"Double Date" is the seventeenth episode in the second season of the NBC family sitcom Family Ties. It originally aired on February 16, 1984, and is the thirty-ninth episode of the series overall.
Synopsis[]
Alex is turned down when he asks his dream girl Jocelyn to the senior prom, and then invites the more unassuming Rachel. But when Jocelyn becomes available again, Alex finds himself with two dates, and devises a plan to take them both.
Plot[]
Alex is chairman of the senior prom committee and see to all the preparations. He asks Jocelyn Clark (played by Jami Gertz), but she is already going with someone else. Because of the rejection he invites Rachel Miller (played by Daphne Zuniga), someone not his first choice, but who cares more about him. She accepts. But when Jocelyn's boyfriend breaks their date to the prom, she comes back to Alex and asks him to go to the prom. He accepts.
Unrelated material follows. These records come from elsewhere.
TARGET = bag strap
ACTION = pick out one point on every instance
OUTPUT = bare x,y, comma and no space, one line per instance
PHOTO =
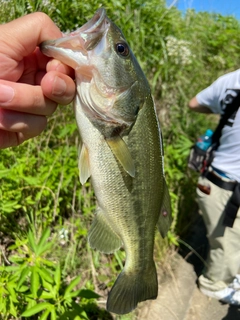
229,111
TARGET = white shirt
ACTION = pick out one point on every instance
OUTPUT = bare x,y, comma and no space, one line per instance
216,97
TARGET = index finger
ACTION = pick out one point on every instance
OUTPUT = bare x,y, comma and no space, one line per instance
25,33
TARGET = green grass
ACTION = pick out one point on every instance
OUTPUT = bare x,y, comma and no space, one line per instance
40,188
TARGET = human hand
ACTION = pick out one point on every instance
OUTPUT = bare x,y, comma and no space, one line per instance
31,84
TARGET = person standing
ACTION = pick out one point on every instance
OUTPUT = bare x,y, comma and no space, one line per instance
218,193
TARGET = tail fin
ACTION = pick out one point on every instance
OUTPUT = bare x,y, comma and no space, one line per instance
131,288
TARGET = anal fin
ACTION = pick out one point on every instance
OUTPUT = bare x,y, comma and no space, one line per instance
165,218
83,165
102,236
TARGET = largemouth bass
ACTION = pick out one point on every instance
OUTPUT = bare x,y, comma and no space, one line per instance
121,151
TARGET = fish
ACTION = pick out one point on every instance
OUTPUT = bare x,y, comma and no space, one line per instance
121,151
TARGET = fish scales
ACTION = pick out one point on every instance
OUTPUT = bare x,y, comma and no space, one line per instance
121,151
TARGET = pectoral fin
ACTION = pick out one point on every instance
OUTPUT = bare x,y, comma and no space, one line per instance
83,165
121,152
165,218
102,236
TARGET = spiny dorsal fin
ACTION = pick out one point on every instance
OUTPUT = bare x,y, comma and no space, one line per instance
83,165
121,152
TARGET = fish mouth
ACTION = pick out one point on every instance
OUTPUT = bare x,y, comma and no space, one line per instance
76,50
72,49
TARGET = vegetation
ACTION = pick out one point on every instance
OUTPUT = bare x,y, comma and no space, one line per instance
47,270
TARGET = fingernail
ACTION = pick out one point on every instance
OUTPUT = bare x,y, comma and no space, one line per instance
59,87
6,93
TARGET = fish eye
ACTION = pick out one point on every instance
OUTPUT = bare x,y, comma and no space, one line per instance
122,49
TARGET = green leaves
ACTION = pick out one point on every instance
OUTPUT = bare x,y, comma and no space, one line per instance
35,286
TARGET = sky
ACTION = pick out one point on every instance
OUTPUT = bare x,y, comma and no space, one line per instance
224,7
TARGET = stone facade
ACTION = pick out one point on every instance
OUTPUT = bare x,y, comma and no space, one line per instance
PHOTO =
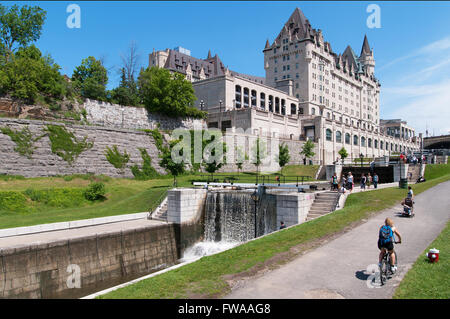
91,161
117,116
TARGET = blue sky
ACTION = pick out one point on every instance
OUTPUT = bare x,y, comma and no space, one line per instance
412,47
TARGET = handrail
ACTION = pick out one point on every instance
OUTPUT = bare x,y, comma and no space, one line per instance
158,201
260,179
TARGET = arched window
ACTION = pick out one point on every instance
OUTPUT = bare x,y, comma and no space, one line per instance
355,139
338,137
238,96
262,101
253,98
246,97
329,135
293,109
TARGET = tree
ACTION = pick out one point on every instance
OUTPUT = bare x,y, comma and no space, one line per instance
259,153
283,154
19,27
175,168
212,166
90,79
343,153
307,149
29,75
166,93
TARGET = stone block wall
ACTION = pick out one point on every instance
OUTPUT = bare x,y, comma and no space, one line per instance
41,270
114,115
45,163
292,209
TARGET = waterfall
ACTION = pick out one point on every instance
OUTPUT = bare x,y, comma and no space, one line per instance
230,220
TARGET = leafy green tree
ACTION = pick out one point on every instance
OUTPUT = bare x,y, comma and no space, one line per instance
19,27
169,164
90,79
30,75
283,155
307,149
259,152
167,93
343,153
126,93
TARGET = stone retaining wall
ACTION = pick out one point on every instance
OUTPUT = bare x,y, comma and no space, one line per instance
45,163
41,270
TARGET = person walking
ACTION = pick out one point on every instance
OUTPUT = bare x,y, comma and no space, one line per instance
350,182
375,181
363,182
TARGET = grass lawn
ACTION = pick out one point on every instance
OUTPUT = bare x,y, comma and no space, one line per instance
206,277
427,280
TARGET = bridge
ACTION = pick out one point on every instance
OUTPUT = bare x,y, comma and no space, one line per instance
437,142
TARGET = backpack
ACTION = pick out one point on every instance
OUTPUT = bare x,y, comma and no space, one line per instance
386,234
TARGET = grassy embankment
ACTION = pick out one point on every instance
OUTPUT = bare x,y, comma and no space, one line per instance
427,280
207,276
32,201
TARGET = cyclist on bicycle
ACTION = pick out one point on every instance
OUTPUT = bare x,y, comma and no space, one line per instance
386,239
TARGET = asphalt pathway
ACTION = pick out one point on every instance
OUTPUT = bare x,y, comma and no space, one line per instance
342,268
Alex develops an elaborate plan on how to entertain both girls (without either of them knowing about the other). Alex ends up in an interesting spot at the end.
Cast[]
Starring[]
- Meredith Baxter as Elyse Keaton
- Michael Gross as Steven Keaton
- Michael J. Fox as Alex P. Keaton
- Justine Bateman as Mallory Keaton
- Tina Yothers as Jennifer Keaton
Guest Starring[]
- Jami Gertz as Jocelyn Clark
- Marc Price as Skippy Handelman
- Terry Wills as Dr. Schulte
- Daphne Zuniga as Rachel Miller
Co-Starring[]
Quotes[]
- Alex: "I admit, my uh, credibility is a bit suspect right now."
- Skippy: "Tonight, Alex and I have a date with dentistry!"
- Alex: "Destiny, Skip. Destiny."
Trivia[]
- Rachel chose the theme of the prom as "Gone with the Wind". Alex had suggested "Sunset on Wall Street".
- Jennifer relates her poem that was read in front of her class: "We live in a shadow of nuclear bomb. One day we're here, the next we're gone." (A theme much more common in 1984 than the present - The Day After, an eerily-real movie about nuclear war, had been broadcast November 20, 1983.) A later episode "Don't Know Much About History" features another poem about nuclear war. Jennifer writes another poem in "My Brother's Keeper".
- Skippy is helping Alex pull off his master plan, and one final thing Skippy is to do if things go badly is to open the floor of the gymnasium over the swimming pool (a la It's a Wonderful Life). Alex says, "Let's hope it doesn't come to that."
- Terry Wills appears in one of his seven episodes of the show.
- Rachel suggests three bands for the music: "Bloody Awful", "Return of the Dead", and "Liver Damage".
- Elyse remembers her prom with Steven when the band played "Our Day Will Come".
- Stunningly, Skippy is the voice of reason in Alex's love life dilemma. Skippy believes Alex has one date too many, but Alex says, "No, Skip. That's one me too few."
- Skippy flashes a badge inside his pink tuxedo saying, "Official prom business".